Friday 29 March 2024

That Venezuelan trip

 

A couple of weeks ago, it emerged that Boris Johnson had undertaken what was described as a ‘private’ trip to see the president of Venezuela, Nicolás Maduro. The extent to which this was genuinely an ‘unofficial’ trip seemed to me at the time to be doubtful, given the reports that the Foreign Office had ‘supported and briefed’ the disgraced former PM before the visit, even if it was really true that the Foreign Secretary knew nothing about it until Johnson was already en route to Caracas. It still seems unlikely to me that he would have been briefed and supported without the knowledge of Cameron, and it does seem as if the Foreign Office are less than forthcoming over what advice and support they did or did not give.

Doubts about the idea that Johnson would have paid for the trip himself were entirely well-founded, since it turns out that it was being paid for by the boss of a hedge fund. Classic Boris Johnson. Better yet, it turns out that he was actually being paid by the hedge fund to undertake the trip. Again, classic Boris Johnson. And that it was part of a job which he’s taken on without going through the normal vetting process for former ministers. Classic Boris Johnson squared.

It's easy to understand why the president of Venezuela, the hedgie, and Johnson would like to normalise relations between Venezuela and the West – in the first case because poor relationships are damaging to his country, in the second because poor relationships reduce the opportunities to make money, and in the third because he was being paid to attend the meeting, and he can’t resist the pull of being thought important. It remains a lot less clear why any of those involved thought that a meeting with a disgraced former PM, with no influence over anything, would help to achieve any of those aims except those of Johnson himself. If nobody had given Maduro the impression that Johnson still had some influence, why on earth would he have agreed to meet him?
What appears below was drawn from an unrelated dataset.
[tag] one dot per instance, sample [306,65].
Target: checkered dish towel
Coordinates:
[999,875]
The Labour Party seem to be concentrating their fire on Johnson’s apparent breach of the rules, but that’s just Johnson being Johnson. He’s never believed that any rules apply to him, so of course he breaks them. And given that he has form on precisely this particular rule, it’s reasonable to conclude that the breach was entirely conscious and deliberate. So what? Another breach of the rules is just business as usual for the man. The bigger question is about what the Foreign Office were up to. Did they really brief and support Johnson for the visit, and do so without informing the Foreign Secretary? Did they really believe that Johnson was a suitable person to carry out a potentially delicate diplomatic task? And put their resources to work in support of a hedge fund’s profit aspirations? Did they really lead Maduro to believe that Johnson was acting in at least a semi-official capacity in order to facilitate the meeting? It seems unlikely that the meeting would have taken place otherwise. Helping to organise and prepare for a meeting whose main aim is to further the accumulation of private profit for a hedge fund that happens to employ an ex-PM seems to me a much bigger scandal than Johnson merely breaking a few rules. Again.